Following a strong performance in late 2020, barged grain volumes continued to be high in the first half of 2021. However, weekly movements declined sharply in the third quarter, falling far below 2020 levels and the previous five-year average (2016-20).
Despite a modest recovery in the fourth quarter, tonnages were notably lower than in the fourth quarter of 2020. Total 2021 downbound barged grain movements were 36.8 million tons, 8% lower than in 2020 and 4% lower than the five-year average. In the first half of 2021, St. Louis barge spot rates followed their historical trend, but rose more sharply than usual in the third and fourth quarters. The steep rise mostly reflected limited barge supply and logistical challenges related to Hurricane Ida.

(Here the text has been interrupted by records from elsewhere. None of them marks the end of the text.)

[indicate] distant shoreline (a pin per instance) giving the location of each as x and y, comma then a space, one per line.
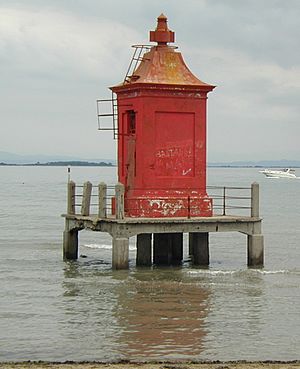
61, 164
104, 164
154, 365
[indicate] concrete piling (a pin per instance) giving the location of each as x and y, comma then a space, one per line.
102, 196
199, 248
255, 250
144, 249
167, 248
120, 252
70, 243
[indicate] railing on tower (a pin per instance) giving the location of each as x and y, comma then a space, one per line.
138, 56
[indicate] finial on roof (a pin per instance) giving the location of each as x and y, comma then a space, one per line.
162, 35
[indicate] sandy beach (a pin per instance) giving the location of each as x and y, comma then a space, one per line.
213, 365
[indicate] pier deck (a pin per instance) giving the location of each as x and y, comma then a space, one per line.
159, 240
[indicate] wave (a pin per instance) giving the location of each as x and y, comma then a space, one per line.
104, 246
242, 271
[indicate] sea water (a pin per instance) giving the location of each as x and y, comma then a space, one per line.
82, 310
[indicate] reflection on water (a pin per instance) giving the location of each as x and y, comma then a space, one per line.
151, 314
161, 318
163, 313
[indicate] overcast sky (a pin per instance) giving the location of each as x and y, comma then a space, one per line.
57, 57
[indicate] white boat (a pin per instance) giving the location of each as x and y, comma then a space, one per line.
282, 173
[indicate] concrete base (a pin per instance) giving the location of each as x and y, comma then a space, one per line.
199, 248
120, 253
168, 248
256, 250
144, 249
70, 245
168, 236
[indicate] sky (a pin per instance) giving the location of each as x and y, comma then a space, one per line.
58, 57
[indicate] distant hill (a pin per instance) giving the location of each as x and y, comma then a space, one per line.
7, 158
11, 158
283, 163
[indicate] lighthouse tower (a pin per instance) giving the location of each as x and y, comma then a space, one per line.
162, 134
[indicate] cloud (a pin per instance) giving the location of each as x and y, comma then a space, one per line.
48, 42
57, 57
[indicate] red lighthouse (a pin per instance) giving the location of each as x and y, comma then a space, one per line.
162, 134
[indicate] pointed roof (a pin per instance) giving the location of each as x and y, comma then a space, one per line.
162, 65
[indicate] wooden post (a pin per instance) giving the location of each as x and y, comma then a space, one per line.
86, 198
144, 249
102, 195
71, 198
120, 252
119, 188
255, 199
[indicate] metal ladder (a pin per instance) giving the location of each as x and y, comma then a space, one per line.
113, 113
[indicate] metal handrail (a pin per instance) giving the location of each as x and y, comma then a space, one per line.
223, 202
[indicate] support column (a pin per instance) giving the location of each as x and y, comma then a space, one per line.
120, 252
168, 248
144, 249
199, 248
70, 243
177, 248
255, 250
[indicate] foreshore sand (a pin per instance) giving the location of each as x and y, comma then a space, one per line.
132, 365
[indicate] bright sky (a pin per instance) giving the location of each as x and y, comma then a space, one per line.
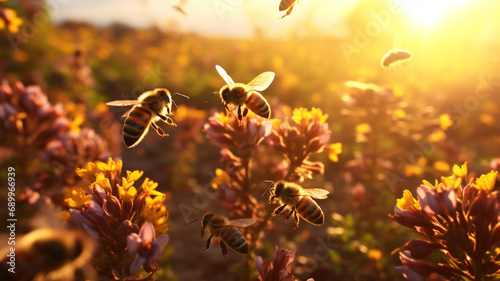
234, 18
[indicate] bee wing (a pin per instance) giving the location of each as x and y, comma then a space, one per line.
262, 81
316, 193
258, 105
126, 113
285, 4
123, 102
224, 75
241, 222
394, 56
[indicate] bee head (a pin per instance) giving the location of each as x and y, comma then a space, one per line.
279, 188
224, 93
165, 94
204, 222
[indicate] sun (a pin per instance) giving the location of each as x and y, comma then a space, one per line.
429, 12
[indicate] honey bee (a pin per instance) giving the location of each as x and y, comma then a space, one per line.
150, 107
227, 230
299, 200
46, 254
246, 97
287, 5
395, 56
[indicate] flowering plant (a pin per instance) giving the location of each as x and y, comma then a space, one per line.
460, 220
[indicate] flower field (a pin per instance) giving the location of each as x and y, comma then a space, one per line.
378, 162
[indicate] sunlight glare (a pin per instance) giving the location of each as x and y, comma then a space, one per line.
429, 12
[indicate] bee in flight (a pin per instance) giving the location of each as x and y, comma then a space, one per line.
299, 200
395, 56
246, 97
150, 107
46, 254
287, 5
227, 230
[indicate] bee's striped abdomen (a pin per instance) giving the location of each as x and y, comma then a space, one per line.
135, 125
233, 237
310, 211
285, 4
258, 105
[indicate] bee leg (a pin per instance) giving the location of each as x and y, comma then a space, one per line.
167, 120
240, 116
158, 129
296, 217
209, 241
224, 249
289, 214
278, 210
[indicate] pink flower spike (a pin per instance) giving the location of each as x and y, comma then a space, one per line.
145, 246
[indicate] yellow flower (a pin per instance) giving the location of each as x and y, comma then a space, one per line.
333, 151
417, 169
155, 212
103, 182
221, 177
374, 254
10, 20
110, 167
127, 191
363, 128
426, 183
486, 182
451, 181
64, 216
302, 115
408, 202
399, 113
88, 171
441, 166
437, 136
77, 198
445, 122
460, 171
149, 188
134, 176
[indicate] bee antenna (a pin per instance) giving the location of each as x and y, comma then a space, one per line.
211, 96
197, 219
271, 185
175, 104
180, 95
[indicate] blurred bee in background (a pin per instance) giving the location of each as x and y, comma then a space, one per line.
179, 7
227, 230
246, 97
150, 107
395, 56
299, 200
287, 5
47, 254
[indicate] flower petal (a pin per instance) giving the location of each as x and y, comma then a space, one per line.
134, 243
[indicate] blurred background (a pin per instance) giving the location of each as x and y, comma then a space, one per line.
397, 125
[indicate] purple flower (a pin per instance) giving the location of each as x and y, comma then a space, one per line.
146, 246
277, 269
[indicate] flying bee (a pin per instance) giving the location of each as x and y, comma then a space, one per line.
46, 254
227, 230
287, 5
395, 56
150, 107
299, 200
246, 97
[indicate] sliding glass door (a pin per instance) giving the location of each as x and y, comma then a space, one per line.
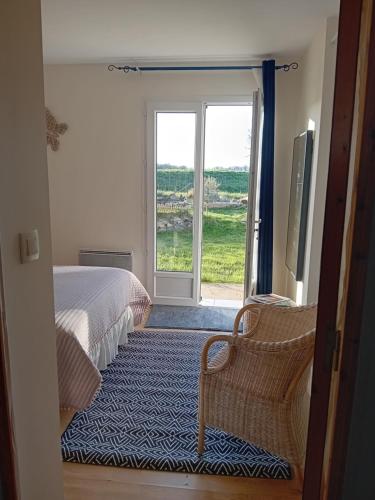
199, 197
174, 171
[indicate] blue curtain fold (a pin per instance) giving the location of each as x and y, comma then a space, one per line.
265, 244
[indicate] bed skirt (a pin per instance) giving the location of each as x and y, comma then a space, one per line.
79, 375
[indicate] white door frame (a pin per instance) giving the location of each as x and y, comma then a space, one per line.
253, 198
198, 106
186, 281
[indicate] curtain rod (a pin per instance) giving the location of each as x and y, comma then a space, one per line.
128, 69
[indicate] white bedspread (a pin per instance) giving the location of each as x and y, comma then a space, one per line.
95, 308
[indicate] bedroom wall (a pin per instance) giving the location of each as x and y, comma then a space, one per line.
315, 113
28, 294
97, 186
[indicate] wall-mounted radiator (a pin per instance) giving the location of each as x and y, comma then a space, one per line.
101, 258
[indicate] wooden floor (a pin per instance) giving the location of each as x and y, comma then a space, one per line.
96, 482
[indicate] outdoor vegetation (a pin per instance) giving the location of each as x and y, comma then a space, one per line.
224, 222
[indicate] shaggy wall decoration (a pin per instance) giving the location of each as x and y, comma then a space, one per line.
54, 130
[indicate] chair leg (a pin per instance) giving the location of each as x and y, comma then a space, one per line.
201, 426
201, 430
299, 475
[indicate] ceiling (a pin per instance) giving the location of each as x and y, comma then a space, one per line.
95, 31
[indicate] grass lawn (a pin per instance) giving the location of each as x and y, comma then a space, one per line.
223, 253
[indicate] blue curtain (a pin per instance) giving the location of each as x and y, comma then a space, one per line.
265, 246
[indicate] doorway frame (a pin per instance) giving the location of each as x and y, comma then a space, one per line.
8, 470
332, 246
199, 104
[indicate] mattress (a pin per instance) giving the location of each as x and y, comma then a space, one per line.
95, 308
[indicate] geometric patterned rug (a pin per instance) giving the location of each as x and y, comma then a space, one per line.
145, 416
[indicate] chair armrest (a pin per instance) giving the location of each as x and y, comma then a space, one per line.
204, 355
249, 307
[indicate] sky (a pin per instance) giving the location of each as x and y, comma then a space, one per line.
227, 138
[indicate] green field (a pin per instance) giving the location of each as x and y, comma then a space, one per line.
181, 180
223, 250
224, 229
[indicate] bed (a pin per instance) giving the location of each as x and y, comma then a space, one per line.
95, 309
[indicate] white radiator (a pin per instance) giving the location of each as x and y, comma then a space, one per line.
102, 258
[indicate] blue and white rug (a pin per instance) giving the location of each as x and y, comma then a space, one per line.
219, 319
145, 416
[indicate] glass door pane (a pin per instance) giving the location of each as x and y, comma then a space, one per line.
174, 185
225, 202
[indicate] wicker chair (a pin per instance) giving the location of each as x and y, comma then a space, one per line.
256, 386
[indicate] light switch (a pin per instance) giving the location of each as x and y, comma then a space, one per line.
29, 243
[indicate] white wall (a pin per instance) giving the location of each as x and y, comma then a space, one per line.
315, 112
97, 186
28, 293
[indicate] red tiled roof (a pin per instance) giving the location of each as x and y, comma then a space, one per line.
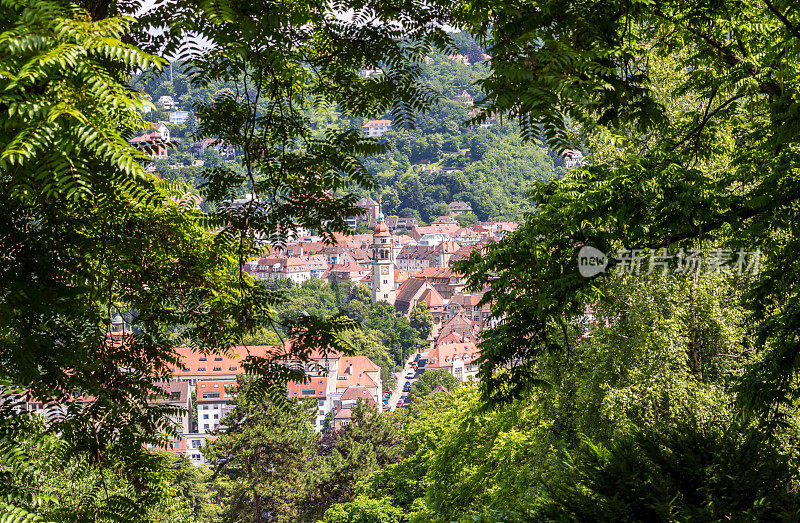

Initial High Volumes Plunged in Latter Half of 2021
In 2020, high U.S. crop production and strong export demand (mostly from China) stimulated record-high tonnages, which persisted for the first half of 2021. Despite the typical winter closures of the Upper Mississippi River Navigation System, weekly barged grain movements reached a record high in mid-January (1.1 million tons). After river traffic stalled in late January and most of February, weekly volumes quickly rebounded.
Weekly volumes rose in March and trended even higher than the five-year average from March until the first week of June (week 23) (fig. 1). For the week ending July 3, 2021, year-to-date (YTD) downbound barged grain volumes on the Mississippi River reached 21.5 million tons, a record high since at least 2003 — 31% higher than the same week in 2020 and 27% higher than the five-year average. However, despite starting strong, third-quarter 2021 weekly volumes soon fell sharply — more sharply than their historical pattern — because of low stocks (depleted by high January-June grain exports) and Hurricane Ida.
On Aug. 29, Ida’s landfall ended 2021’s strong barged grain movements: the storm damaged the New Orleans region’s electrical distribution system, as well as the barge fleet and shoreside infrastructure. These setbacks introduced new logistical challenges and exacerbated existing shortages of barges and labor. As a result, barge operations and grain inspections in the Lower Mississippi River region mostly halted at the beginning of the harvest season.
By mid-September, weekly barged grain movements dropped to a record low 169,000 tons. Third-quarter 2021 weekly grain inspections in the Mississippi Gulf (a proxy for demand for Mississippi River downbound grain barges) mirrored the decline of grain movements. Weekly total inspections volumes had reached their annual peak in January, then gradually declined, bottoming at 238,000 tons in mid-September — roughly two million tons less than in the same week in 2020.
Recovering moderately from the previous quarter, fourth-quarter 2021 downbound barged grain movements totaled 8.2 million tons—29% less than 2020 and 15% less than the five-year average. The sluggish recovery suggested the ongoing struggle to move the freight to the Gulf, as shortages and other logistical challenges persisted. Recovering faster than movements, fourth-quarter Mississippi Gulf grain inspections totaled 23 million tons — 18% less than 2020, but 5% higher than the five-year average.
Limited Supply Spurred High Rates In Second Half of 2021
From November of 2020 through the first half of 2021, St. Louis barge spot rates trended slightly downward. However, in mid-August, rates started escalating, peaking at $33.7/per ton in early October. For the rest of the fourth quarter, rates oscillated between $14/per ton and $30/per ton. For the majority of the second half of 2021, rates were above the five-year average.
In 2021, the barged grain market performed unevenly. Despite a lackluster showing in the second half of 2021, the barge industry is optimistic for the rest of marketing year 2021-2022, as grain sales and export demand remain healthy. However, a variety of factors could alter market conditions, such as new Covid-19 variants, harvests in South America, new developments with U.S. trade partners and competitors, changing trade and monetary policies, and shifting domestic demand for ethanol production and soybean crush.